La Maria Concetta di turno, invece, può tutto. Può gridare, insultare, intimidire. Può definirlo “bastardo”, “toporatto”, farlo a pezzi davanti a milioni di spettatori, e nessuno si domanda se sia body shaming, se sia abuso psicologico, se sia semplicemente troppo. Tutto normale, tutto “scena”, tutto passione. Perché è donna, perché è “solo gelosa”, perché “so’ parole”, perché “è perché gli vuole bene”. E così, mentre in Parlamento si approva all’unanimità un disegno di legge che istituisce il reato di femminicidio (che suona più come l’introduzione di una disparità degenere più che una difesa della parità di genere, visto che l’omicidio e le relative aggravanti già esistono per tutti), nel reality più visto del prime time estivo si censurano i “cazzo” ma non i “l'ammazzo”, se detti da una donna.

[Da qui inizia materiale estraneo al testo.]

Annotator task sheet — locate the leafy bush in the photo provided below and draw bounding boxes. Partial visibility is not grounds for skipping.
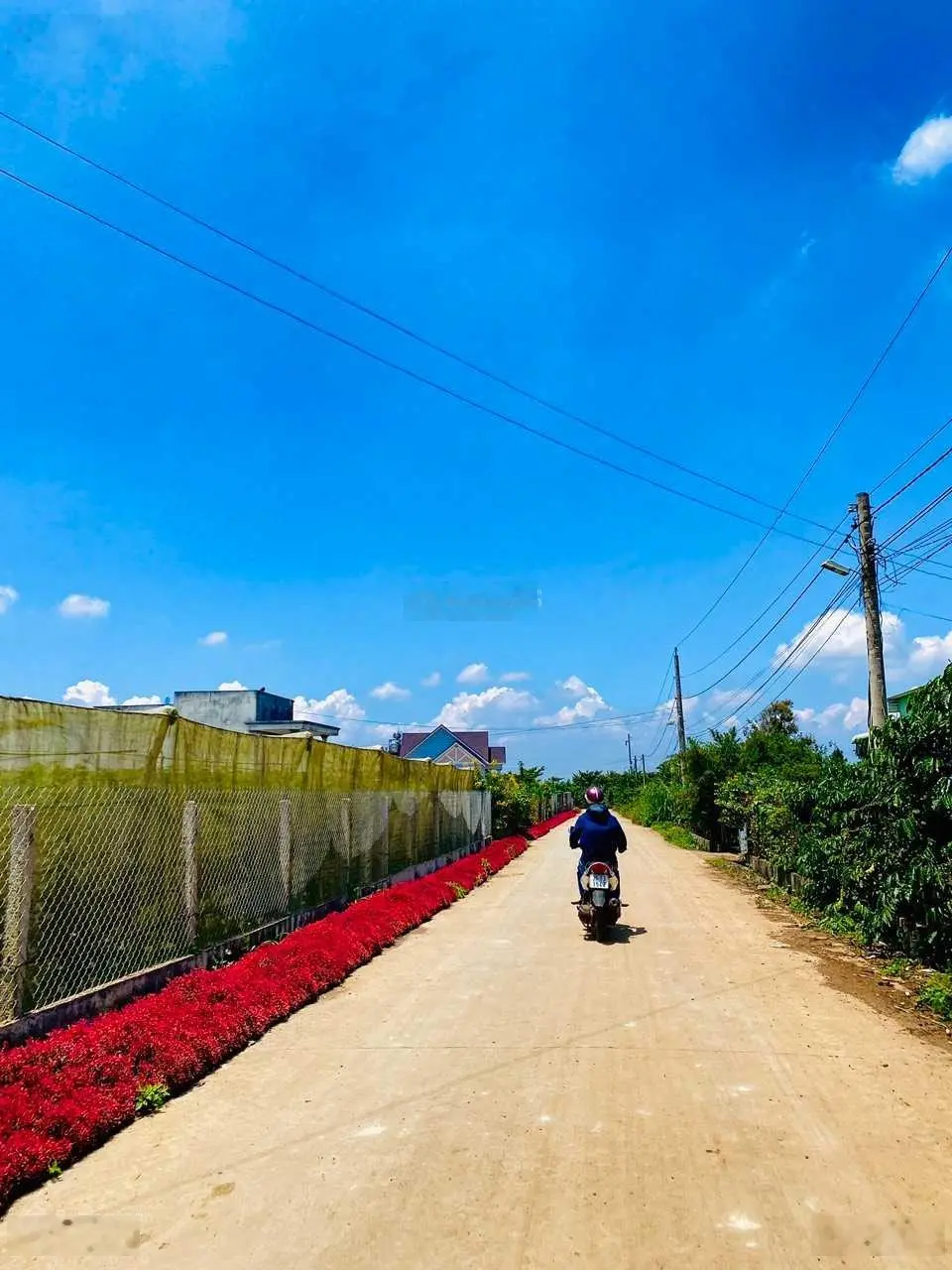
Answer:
[919,974,952,1019]
[476,763,570,837]
[652,822,703,851]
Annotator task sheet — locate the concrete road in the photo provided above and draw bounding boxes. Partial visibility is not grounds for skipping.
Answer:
[0,829,952,1270]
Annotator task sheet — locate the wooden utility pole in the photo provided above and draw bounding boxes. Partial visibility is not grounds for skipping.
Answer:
[674,648,688,780]
[856,494,886,730]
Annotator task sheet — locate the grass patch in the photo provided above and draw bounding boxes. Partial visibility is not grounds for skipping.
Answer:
[136,1082,172,1115]
[883,956,919,979]
[650,822,704,851]
[917,972,952,1019]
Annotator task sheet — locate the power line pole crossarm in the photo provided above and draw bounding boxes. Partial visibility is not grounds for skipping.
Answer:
[856,494,888,730]
[674,648,688,780]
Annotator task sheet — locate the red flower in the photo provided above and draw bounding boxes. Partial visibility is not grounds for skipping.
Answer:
[0,813,550,1209]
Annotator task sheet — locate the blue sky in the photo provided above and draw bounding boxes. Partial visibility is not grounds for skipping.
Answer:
[0,0,952,772]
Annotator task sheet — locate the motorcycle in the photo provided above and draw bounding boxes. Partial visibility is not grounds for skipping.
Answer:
[577,861,622,944]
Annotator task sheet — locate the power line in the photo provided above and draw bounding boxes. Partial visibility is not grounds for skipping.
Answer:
[678,246,952,644]
[0,110,853,541]
[876,445,952,516]
[870,418,952,494]
[688,417,952,696]
[0,168,848,546]
[695,577,856,730]
[896,606,952,625]
[695,535,849,698]
[688,522,852,696]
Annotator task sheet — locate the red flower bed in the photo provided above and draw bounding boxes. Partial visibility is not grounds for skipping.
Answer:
[526,812,579,842]
[0,838,528,1210]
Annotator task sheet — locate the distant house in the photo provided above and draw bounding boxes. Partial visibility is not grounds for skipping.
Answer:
[112,689,340,740]
[399,724,505,768]
[852,684,925,758]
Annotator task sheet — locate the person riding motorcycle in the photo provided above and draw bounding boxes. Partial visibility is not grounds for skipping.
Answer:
[568,785,629,899]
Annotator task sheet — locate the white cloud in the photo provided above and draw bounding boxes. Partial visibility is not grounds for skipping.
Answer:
[456,662,489,684]
[535,675,612,727]
[295,689,367,722]
[558,675,591,698]
[774,608,905,668]
[16,0,242,89]
[892,114,952,186]
[60,595,109,617]
[908,631,952,676]
[62,680,115,706]
[793,701,849,731]
[793,698,869,734]
[432,687,538,727]
[371,680,410,701]
[843,698,870,731]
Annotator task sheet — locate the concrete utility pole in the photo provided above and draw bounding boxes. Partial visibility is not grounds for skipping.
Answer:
[674,648,688,780]
[856,494,886,730]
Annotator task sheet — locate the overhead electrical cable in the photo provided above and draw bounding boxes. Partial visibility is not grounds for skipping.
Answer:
[0,168,848,546]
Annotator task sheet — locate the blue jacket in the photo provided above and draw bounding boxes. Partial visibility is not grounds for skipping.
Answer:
[568,808,629,865]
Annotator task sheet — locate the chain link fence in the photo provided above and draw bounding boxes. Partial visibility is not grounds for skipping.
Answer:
[0,781,490,1024]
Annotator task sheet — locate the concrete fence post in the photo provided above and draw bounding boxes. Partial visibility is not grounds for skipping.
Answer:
[0,803,37,1021]
[278,797,291,911]
[340,798,352,899]
[181,798,198,947]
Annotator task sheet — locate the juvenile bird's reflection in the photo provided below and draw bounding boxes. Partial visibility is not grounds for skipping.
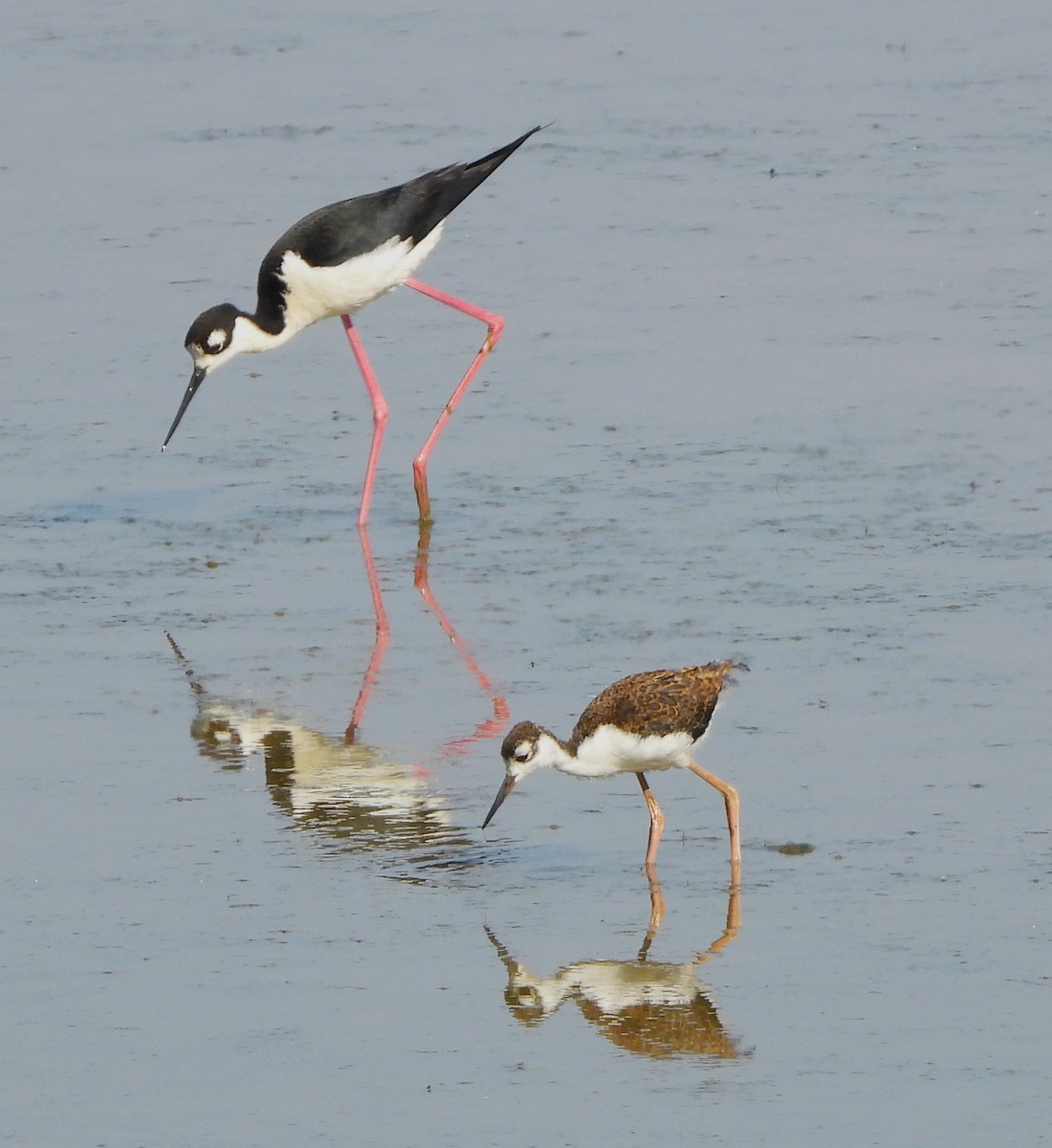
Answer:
[167,520,507,865]
[485,886,741,1060]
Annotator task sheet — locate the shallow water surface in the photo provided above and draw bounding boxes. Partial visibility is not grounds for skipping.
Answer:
[0,2,1052,1148]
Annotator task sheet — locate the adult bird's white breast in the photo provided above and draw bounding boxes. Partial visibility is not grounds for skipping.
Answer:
[274,223,443,334]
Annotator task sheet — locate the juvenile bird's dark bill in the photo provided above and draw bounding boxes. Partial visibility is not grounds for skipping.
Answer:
[161,366,208,450]
[482,777,515,828]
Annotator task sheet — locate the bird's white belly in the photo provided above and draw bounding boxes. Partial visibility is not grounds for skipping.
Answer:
[557,725,694,777]
[281,224,442,331]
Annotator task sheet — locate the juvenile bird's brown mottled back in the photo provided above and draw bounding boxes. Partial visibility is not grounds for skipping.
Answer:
[482,661,749,885]
[569,661,749,747]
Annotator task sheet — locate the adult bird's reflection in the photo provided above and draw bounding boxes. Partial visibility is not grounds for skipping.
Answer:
[485,886,741,1060]
[190,695,471,851]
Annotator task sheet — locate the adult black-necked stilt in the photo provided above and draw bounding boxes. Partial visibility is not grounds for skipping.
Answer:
[482,661,748,879]
[161,126,540,526]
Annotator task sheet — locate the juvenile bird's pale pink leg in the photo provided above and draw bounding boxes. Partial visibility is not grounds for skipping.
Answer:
[636,774,665,873]
[690,762,741,863]
[340,315,387,526]
[404,279,504,522]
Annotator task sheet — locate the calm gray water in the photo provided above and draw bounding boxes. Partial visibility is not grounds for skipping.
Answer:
[0,0,1052,1148]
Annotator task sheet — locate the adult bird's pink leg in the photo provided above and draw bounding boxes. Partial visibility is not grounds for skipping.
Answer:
[636,774,665,876]
[340,315,387,526]
[690,762,741,863]
[405,279,504,522]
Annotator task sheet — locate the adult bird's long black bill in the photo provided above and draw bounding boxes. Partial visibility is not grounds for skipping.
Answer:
[482,776,515,828]
[161,366,208,450]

Siamo in un’epoca fatta così: pericolosamente, crudelmente incoerente. La gelosia maschile è “malata”, la gelosia femminile è “passionale”. Se Angelo avesse controllato il letto in cerca di capelli sospetti in stile Ris come fatto regolarmente e a favore di telecamera dalla compagna, o se fosse stato lui a definire la fidanzata come una bestia inventata per l’occasione (chessò, “panteganacagna” anziché “toporatto”), sarebbe stato lapidato nella piazza mediatica e forse citato in quella giudiziaria (e quasi certamente nel comparto Codice Rosso). Avrebbero parlato di stalking, manipolazione, abuso. Così invece è solo “una donna che ama”, forse neanche la mitologica “donna che ama troppo”, perché forse “va bene così”.
Angelo, che non è un angelo ma neanche Satana, dice che la gelosia di Maria Concetta gli fa mancare l’aria, che ha rovinato la loro relazione. Angelo ha paura. Lo confessa, si vede. Una paura fisica, se non addirittura ontologica. Sa che non può difendersi, che tutto quello che può fare è subire: “Ho cercato di dimostrarle quanto sia importante per me… ma potrei sbagliare”. E lei, implacabile: “Ma io l’ammazzo a questo”. Ancora e ancora, come una nenia che nessuno vuole sentire per quello che è: una minaccia. Solo parole? Nessuna violenza fisica (per ora, anche perché i due non si sono rivisti)? Ma i maschi, giustamente o meno, non hanno più il beneficio di “sono solo parole”. Tutto ciò che fanno i maschi (anche quando dicono solo e non fanno niente) sono azioni da punire. Anche quando sono solo goffaggini, sguardi, pensieri, presunte cosiddette “microaggressioni” da catalogare e condannare a reti e corti di giustizia unificate.

Non è moralismo, di (falsi) moralisti ce ne sono fin troppi. È (vana?) richiesta di coerenza. Di provare, almeno, a chiamare le cose col loro nome. Di non nascondersi dietro il genere, il dialetto, il folklore, il carattere. Di non ridere solo se la frase arriva pronunciata da una voce (o scritta da una mano) femminile, di non giustificare il possesso solo perché forse la donna non è in grado di sottomettere fisicamente l’uomo (forse, perché la cronaca non mente, e molti casi di violenza sugli uomini rimangono celati per vergogna e omertà e stigma sociale, e perché la violenza non è solo quella fisica, che pure c’è anche sui maschi, ma anche quella psicologica, economica, morale, familiare, esistenziale). Perché, a parti invertite, probabilmente Temptation Island sarebbe già chiuso per scandalo.
Se è vero che le parole sono pietre, allora dovrebbero pesare uguale, indipendentemente dal genere di chi le lancia. Se invece pietre non sono ma solo parole, allora dovrebbero essere solo parole per tutti. Altrimenti, come dice Maria Concetta di Angelo, “ma che schifo che fa questo”.